Not so with Holmes. He is entirely the creation of a British doctor and (essentially) pulp fiction writer. How Holmes managed to learn this obscure martial art is a question with a very simple answer: Doyle wrote that he knew it (spelled correctly or not). Why? Because it rounded out the profile of his eccentric and mysterious main character.
How did he know about it? Well, if he spelled it incorrectly, he probably didn’t know much about it. My guess was that – during the downtime of a cricket game – a well-traveled associate told an anecdote about a fighting style he had seen (or merely heard about it) abroad, and, of course, the description came through the filter of Western sensibilities.
It’s akin to debating how Superman shaves his super-stubble. It was probably nothing that Siegel or Schuster thought about, it was definitely not something they wrote about, and, though answered somewhat dissatisfactorily by later authors of the character, it has remarkably little to do with the endearing legend of the character.
Superman just doesn’t show up to fight Lex Luthor with five o’ clock shadow.
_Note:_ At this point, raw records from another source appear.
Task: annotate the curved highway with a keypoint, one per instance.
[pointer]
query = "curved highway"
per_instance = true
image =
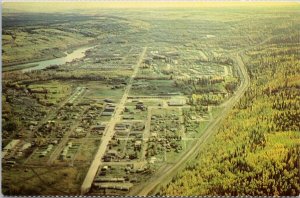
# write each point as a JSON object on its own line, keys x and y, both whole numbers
{"x": 166, "y": 173}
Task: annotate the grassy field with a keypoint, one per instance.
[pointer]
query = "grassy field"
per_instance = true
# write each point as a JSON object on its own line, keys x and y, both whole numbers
{"x": 178, "y": 53}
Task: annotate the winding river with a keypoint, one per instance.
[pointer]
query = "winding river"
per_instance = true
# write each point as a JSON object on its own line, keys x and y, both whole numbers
{"x": 76, "y": 54}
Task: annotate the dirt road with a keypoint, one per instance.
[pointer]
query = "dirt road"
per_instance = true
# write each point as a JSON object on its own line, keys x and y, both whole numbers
{"x": 109, "y": 132}
{"x": 167, "y": 172}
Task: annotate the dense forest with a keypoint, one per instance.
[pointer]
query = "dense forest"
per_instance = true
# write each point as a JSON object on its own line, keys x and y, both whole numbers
{"x": 256, "y": 150}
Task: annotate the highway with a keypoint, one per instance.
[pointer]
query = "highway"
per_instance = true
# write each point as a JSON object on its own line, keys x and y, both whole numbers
{"x": 166, "y": 173}
{"x": 109, "y": 132}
We don’t really need to know how or why.
Wait, Holmes wasn’t real??
Actually he’s one of the fictional characters in history that people got so attached to, there are still many that claim he existed. And have you read about what happened when Doyle tried to kill Holmes off? The reaction was insane. Harry Potter is the only other literary phenomenon I can think of that has this sort of following.
I don’t mean to diminish the power of the Holmes mythos. He is one of my favorite characters of all time. What I’m saying is that the ultimate answer to every mystery of Holmes’s biography is: “Because that’s what Sir Arthur decided to write.”